The film then generates much of its considerable tension from the heroes' failure to do away with this pleasant-seeming but odd and uncertain character. Will he betray them? Will they execute him, then find out he's innocent? (This has, apparently, happened before.) Meanwhile, they go from mission to mission, or are chased or besieged, in a series of violent, nail-biting, explosive, gigantic set-pieces. There's too much action, yes, but there's too much everything, in a film that has its own poetic and intellectual take on the cinema of excess, of spectacle, of melodrama and action.

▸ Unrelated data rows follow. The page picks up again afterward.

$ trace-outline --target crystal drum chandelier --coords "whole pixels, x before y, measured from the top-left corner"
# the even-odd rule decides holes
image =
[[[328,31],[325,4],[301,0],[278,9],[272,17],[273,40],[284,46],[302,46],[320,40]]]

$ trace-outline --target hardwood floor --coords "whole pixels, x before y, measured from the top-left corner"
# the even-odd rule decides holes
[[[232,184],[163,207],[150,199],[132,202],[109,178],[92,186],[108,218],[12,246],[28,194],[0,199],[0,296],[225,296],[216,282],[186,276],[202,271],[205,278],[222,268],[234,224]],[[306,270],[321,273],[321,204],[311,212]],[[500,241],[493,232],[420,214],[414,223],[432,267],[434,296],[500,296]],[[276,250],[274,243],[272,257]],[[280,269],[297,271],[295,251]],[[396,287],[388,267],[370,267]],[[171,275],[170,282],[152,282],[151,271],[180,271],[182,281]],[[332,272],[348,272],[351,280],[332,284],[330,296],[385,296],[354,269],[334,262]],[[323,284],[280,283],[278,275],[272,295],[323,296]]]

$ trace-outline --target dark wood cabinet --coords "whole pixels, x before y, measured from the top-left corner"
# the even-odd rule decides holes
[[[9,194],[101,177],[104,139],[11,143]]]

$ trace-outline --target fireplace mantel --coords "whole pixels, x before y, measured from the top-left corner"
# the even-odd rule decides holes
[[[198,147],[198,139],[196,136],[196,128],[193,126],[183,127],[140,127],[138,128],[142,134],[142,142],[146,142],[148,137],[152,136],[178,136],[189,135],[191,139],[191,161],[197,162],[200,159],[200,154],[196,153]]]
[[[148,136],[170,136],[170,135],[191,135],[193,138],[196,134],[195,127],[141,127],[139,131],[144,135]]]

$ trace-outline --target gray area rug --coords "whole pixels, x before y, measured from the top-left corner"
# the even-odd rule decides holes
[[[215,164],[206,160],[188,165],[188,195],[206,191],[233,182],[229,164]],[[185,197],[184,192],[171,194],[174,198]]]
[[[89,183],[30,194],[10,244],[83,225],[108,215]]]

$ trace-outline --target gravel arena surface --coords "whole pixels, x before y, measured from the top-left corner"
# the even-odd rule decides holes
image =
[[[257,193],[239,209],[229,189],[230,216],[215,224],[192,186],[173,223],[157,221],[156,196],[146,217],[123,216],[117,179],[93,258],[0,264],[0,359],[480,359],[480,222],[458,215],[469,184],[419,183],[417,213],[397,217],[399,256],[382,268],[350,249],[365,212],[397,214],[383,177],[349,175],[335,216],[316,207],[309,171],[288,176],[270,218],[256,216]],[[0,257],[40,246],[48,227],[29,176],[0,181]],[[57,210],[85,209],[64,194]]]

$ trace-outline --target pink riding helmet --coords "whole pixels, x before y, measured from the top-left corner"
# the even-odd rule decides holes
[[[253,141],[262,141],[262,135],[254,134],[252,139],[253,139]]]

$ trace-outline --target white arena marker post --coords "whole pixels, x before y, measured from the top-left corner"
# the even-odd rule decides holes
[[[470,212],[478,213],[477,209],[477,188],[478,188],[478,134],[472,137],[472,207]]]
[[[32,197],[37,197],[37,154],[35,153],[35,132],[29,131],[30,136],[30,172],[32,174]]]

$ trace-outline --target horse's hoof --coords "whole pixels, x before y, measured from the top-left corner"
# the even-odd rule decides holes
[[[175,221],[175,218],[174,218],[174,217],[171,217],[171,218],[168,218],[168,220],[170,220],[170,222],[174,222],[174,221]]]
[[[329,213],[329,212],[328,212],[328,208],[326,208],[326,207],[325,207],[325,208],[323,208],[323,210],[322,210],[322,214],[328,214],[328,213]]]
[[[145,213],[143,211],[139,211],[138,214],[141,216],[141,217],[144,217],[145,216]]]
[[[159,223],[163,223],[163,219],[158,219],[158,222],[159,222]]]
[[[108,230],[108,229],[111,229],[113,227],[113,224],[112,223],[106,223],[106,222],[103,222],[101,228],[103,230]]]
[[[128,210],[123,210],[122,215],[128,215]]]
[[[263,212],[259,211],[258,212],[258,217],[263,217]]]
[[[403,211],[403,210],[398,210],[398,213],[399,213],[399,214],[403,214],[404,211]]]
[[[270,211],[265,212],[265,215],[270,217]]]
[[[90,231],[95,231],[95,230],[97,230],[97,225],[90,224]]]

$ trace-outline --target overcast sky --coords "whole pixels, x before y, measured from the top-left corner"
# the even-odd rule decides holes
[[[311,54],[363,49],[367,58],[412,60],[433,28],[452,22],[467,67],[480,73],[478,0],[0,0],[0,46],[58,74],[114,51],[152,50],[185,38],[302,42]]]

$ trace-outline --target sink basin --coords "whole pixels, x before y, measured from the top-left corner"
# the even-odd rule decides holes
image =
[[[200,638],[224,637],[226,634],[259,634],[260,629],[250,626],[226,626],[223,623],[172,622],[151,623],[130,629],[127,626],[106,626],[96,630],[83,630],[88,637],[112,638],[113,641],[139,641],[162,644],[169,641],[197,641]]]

These men, in between bouts of strenuous combat, recite improvised erotic poetry. So it's a very French action film. And this is most vividly seen in Piccoli's character, a central enigma who perplexes all who come in contact with him. Is he a pacifist or a turncoat, a harmless oddball or an enemy within? This kind of uncertainty is only acceptable in commercial cinema if it's clearly resolved, and Costa-Gavras isn't interested in that kind of tidiness. So the ending is calculated to frustrate the literal-minded. But even that is delivered with a staggering helicopter shot (there are quite a few of those) so that the unknowable and irrational aspects of the film are put over with blockbuster enthusiasm. And both Beckett and Camus were in the Resistance, and it influenced their work, so it's not like those two tones, the internal-absurdist and the epic, don't belong together.

  

Costa-Gavras might be right that the film's tremendous forward momentum and very modern tendency to burst out with an action sequence every ten minutes might get in the way of more meditative concerns. And the movie can't help but play into the then-popular mass delusion that all of France was in the Resistance (the director made the darker, more cynical and less gung-ho Section spéciale, about judicial collaboration with the Nazis, in 1975). But a lot of his punchiest cinematic effects come in otherwise quiet scenes, and have nothing to do with blasting tanks with bazookas, as enjoyable as that may be. When a young fighter dies from a bullet wound, the leader who stays with him (Cremer) is filmed with alternating (and slightly jerky) track-zooms, tromboning the interior space in distortions that evoke both the feverish state of the dying man, and the inner tension of the one who will live, while the amplified sound of chopping wood reverberating outside assumes the quality of a slurred heartbeat.

Just wow.

***

The Forgotten is a regular fortnightly column by David Cairns, author of Shadowplay.